Soyez en tout cas assurés de ma détermination à porter un tel objectif. La préservation de la diversité culturelle, consacrée par la convention de l’UNESCO, mais aussi par le droit et la jurisprudence européenne, est un principe cardinal auquel il nous faut donner toute sa portée à l’heure numérique.

C’est en ces termes, et avec résolution, que j’entends poursuivre, au cours des prochaines semaines le dialogue engagé avec les institutions européennes.

Sans me prononcer sur le fond de la procédure d’enquête récemment engagée par la commission, je ne manquerai pas, dans le cadre ce de dialogue, de souligner, à tout le moins, mon étonnement devant la disproportion des moyens employés, alors que le marché du livre numérique est tout juste naissant. Cette initiative a pu être perçue comme une manifestation d’hostilité sans précédent à l’égard d’acteurs majeurs du monde culturel, une forme de répression symbolique. Je comprends ce sentiment. Les acteurs culturels visés méritent plus d’égard, je pense bien sûr à la maison Gallimard, qui fête son centenaire, et représente un pan de l’histoire mondiale de la littérature, mais cela vaut pour l’ensemble de la profession.

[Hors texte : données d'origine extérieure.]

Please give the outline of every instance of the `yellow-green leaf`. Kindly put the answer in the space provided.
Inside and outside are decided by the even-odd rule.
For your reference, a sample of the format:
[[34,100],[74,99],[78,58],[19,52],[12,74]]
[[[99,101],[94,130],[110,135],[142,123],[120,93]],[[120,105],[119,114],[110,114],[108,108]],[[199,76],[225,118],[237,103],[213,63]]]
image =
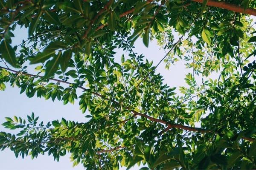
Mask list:
[[207,44],[211,44],[212,43],[211,38],[205,33],[204,29],[203,30],[203,31],[202,31],[202,38],[203,38],[203,40],[204,40]]

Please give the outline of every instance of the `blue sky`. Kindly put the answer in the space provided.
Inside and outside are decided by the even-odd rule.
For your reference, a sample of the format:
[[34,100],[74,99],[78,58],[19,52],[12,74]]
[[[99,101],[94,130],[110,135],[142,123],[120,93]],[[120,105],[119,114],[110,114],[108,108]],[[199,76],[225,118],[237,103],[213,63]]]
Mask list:
[[[17,28],[14,32],[15,37],[13,39],[12,45],[14,45],[20,44],[22,40],[26,40],[28,37],[27,30],[24,28]],[[148,48],[146,48],[141,40],[137,40],[135,46],[135,51],[139,54],[143,54],[149,61],[153,60],[154,65],[156,65],[165,55],[163,50],[160,50],[156,42],[151,42]],[[122,54],[125,51],[121,50],[116,51],[115,57],[117,61],[120,61]],[[126,57],[126,58],[128,57]],[[0,63],[2,65],[3,64]],[[3,65],[3,66],[4,65]],[[179,61],[175,65],[172,65],[167,70],[164,68],[165,64],[163,62],[158,67],[157,71],[162,75],[165,80],[164,82],[171,87],[184,85],[184,78],[186,74],[192,71],[192,69],[185,68],[184,62]],[[35,67],[30,65],[31,69]],[[62,101],[55,100],[52,102],[50,99],[45,100],[34,97],[29,99],[25,94],[20,94],[20,89],[17,87],[12,88],[7,85],[5,91],[0,91],[0,123],[5,122],[5,117],[12,117],[14,115],[26,118],[27,114],[30,114],[34,112],[35,115],[39,116],[39,119],[47,122],[55,119],[60,119],[64,117],[67,120],[74,120],[79,122],[85,122],[87,119],[85,114],[81,113],[79,110],[78,101],[76,101],[74,105],[68,104],[64,105]],[[81,94],[81,91],[78,90],[78,95]],[[8,131],[2,125],[0,126],[0,131],[8,131],[13,133],[13,130]],[[49,156],[47,153],[45,155],[39,155],[37,159],[32,160],[30,156],[23,159],[21,157],[16,159],[13,153],[8,149],[0,151],[1,169],[3,170],[45,170],[63,169],[80,170],[83,169],[81,164],[73,168],[72,162],[69,159],[70,155],[61,157],[59,162],[54,161],[52,156]]]

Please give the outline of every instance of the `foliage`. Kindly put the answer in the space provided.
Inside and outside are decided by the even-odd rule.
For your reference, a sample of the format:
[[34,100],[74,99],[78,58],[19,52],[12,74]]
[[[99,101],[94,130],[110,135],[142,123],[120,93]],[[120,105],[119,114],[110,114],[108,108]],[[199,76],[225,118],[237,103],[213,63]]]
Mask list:
[[[90,118],[6,117],[5,128],[20,130],[0,132],[0,148],[57,161],[69,152],[73,166],[89,169],[256,168],[256,32],[246,14],[202,1],[0,0],[0,90],[7,83],[29,98],[77,100]],[[12,47],[17,26],[29,37]],[[168,51],[156,66],[134,51],[140,37]],[[119,63],[117,48],[128,53]],[[180,96],[155,72],[178,60],[193,69]]]

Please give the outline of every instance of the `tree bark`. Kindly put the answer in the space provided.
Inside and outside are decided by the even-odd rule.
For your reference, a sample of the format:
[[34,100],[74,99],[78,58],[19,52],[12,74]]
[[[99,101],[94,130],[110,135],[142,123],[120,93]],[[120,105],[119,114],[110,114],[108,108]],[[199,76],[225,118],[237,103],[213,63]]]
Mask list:
[[[199,3],[203,3],[204,0],[191,0],[192,1]],[[238,6],[236,5],[224,3],[224,2],[218,2],[213,0],[209,0],[207,5],[210,6],[220,8],[229,11],[233,11],[235,12],[248,14],[251,15],[256,16],[256,9],[252,8],[247,8],[245,10],[244,7]]]

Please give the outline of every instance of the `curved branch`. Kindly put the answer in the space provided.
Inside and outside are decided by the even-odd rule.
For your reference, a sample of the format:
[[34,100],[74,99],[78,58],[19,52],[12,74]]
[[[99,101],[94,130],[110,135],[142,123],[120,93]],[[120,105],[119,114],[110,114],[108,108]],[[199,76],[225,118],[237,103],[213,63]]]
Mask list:
[[[19,73],[19,74],[22,74],[23,75],[25,75],[29,76],[34,76],[34,77],[39,77],[40,78],[44,78],[44,76],[43,76],[35,75],[34,74],[28,74],[28,73],[24,73],[24,72],[23,72],[17,71],[15,71],[15,70],[12,70],[10,68],[6,68],[0,66],[0,68],[3,68],[3,69],[6,69],[6,70],[9,70],[9,71],[15,73],[16,74]],[[53,80],[53,81],[56,81],[57,82],[61,82],[63,83],[67,84],[68,85],[71,85],[72,84],[72,83],[68,82],[65,82],[64,81],[62,81],[61,80],[58,80],[58,79],[54,79],[54,78],[50,78],[50,79],[49,79]],[[78,87],[78,88],[81,88],[81,89],[83,89],[84,90],[87,90],[86,88],[83,88],[81,86],[79,86],[79,87]],[[93,92],[92,93],[93,93],[93,94],[97,96],[98,96],[101,98],[102,98],[103,99],[109,99],[103,96],[101,94],[100,94],[97,92]],[[120,104],[119,102],[116,102],[115,100],[113,100],[113,101],[112,101],[112,102],[115,103],[117,105]],[[134,116],[143,116],[145,118],[147,118],[148,119],[149,119],[152,122],[158,122],[158,123],[162,123],[164,125],[167,125],[168,126],[168,130],[170,129],[171,128],[177,128],[177,129],[182,129],[182,130],[198,132],[203,133],[213,133],[213,132],[209,130],[205,129],[204,129],[202,128],[192,127],[190,126],[186,126],[186,125],[181,125],[181,124],[170,123],[168,122],[167,121],[165,121],[163,120],[159,119],[158,119],[154,118],[153,117],[150,116],[149,116],[147,115],[146,114],[143,114],[141,113],[138,112],[134,110],[130,109],[129,107],[126,107],[126,108],[127,110],[131,111],[131,112],[134,115]],[[255,139],[251,138],[251,137],[243,137],[243,139],[244,139],[249,141],[251,141],[251,142],[253,142],[255,140]]]
[[[204,0],[191,0],[192,1],[203,3]],[[226,3],[224,2],[218,2],[213,0],[209,0],[207,5],[214,6],[231,11],[235,12],[239,12],[249,15],[256,16],[256,9],[252,8],[247,8],[245,10],[242,7],[235,4]]]

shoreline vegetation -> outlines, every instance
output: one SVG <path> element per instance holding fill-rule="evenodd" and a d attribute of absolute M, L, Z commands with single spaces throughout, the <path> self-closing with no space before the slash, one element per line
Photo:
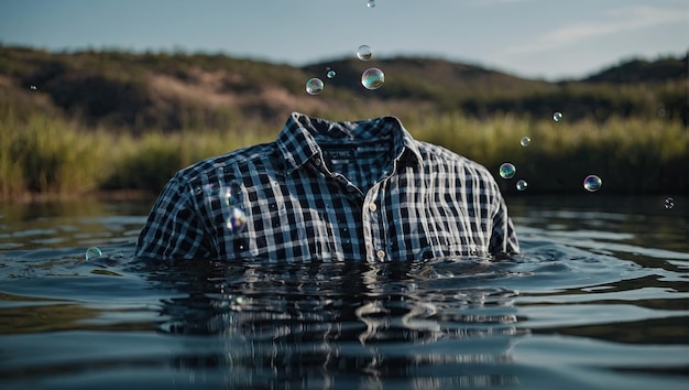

Par delà ces circonstances, il nous faut prendre de la hauteur et nous interroger sur le rôle que l’Europe entend jouer dans le combat pour la diversité culturelle à l’heure numérique. Le débat est légitime.

Pour ma part, je défendrai avec force l’idée que dans l’univers physique comme sur internet, le livre demeure un objet culturel singulier, irréductible à sa seule dimension commerciale, « la plus sacrée, la plus inattaquable et la plus personnelle de toutes les propriétés », pour reprendre les mots de Beaumarchais.

N’oublions pas que le socle de la civilisation européenne, c’est d’abord l’écrit et le génie de la diversité.

Je n’accepte donc pas l’idée que les grands supermarchés numériques, étrangers à toute préoccupation de diversité éditoriale, et de rémunération de la création, soient le seul visage du marché intérieur culturel.

Dans ce soit disant paradis du consommateur, qui découvrira, qui fera partager les Julien Gracq de demain ? N’oublions pas que les découvertes sont le plus souvent le fait de libraires indépendants, les grands réseaux, y compris numériques, ne faisant qu’amplifier le mouvement une fois qu’il est lancé.
Cette construction civilisée du marché du livre numérique que j’appelle de mes vœux est incompatible avec la surenchère du « discount » et de l’ « hyperconcurrence ». On ne peut aborder l’économie du livre comme on envisage celle du paquet de céréales ou de la lessive dans la grande distribution.

Pour être efficace, l’approche qu’il nous faut imaginer doit être développée à l’échelle européenne. Au marché « dérégulé » qui, au nom d’une vision très abstraite de l’intérêt du consommateur, fait le jeu de certains acteurs à prétentions hégémoniques, pour lesquels le livre n’est qu’un produit d’appel, l’Europe doit préférer le développement équilibré de l’écosystème des industries créatives, et le soutien à la compétitivité des acteurs industriels européens, ce qui passe aussi par une TVA à taux réduit pour le livre numérique.

À l’image du consensus que recueille aujourd’hui la loi Lang, je sais pouvoir m’appuyer, dans cette entreprise de conviction politique, sur la capacité de l’ensemble de la filière, auteur, éditeurs, libraires à se retrouver sur ce qui va dans le sens d’un bien commun.

Longue vie à la loi Lang et à sa descendance naturelle.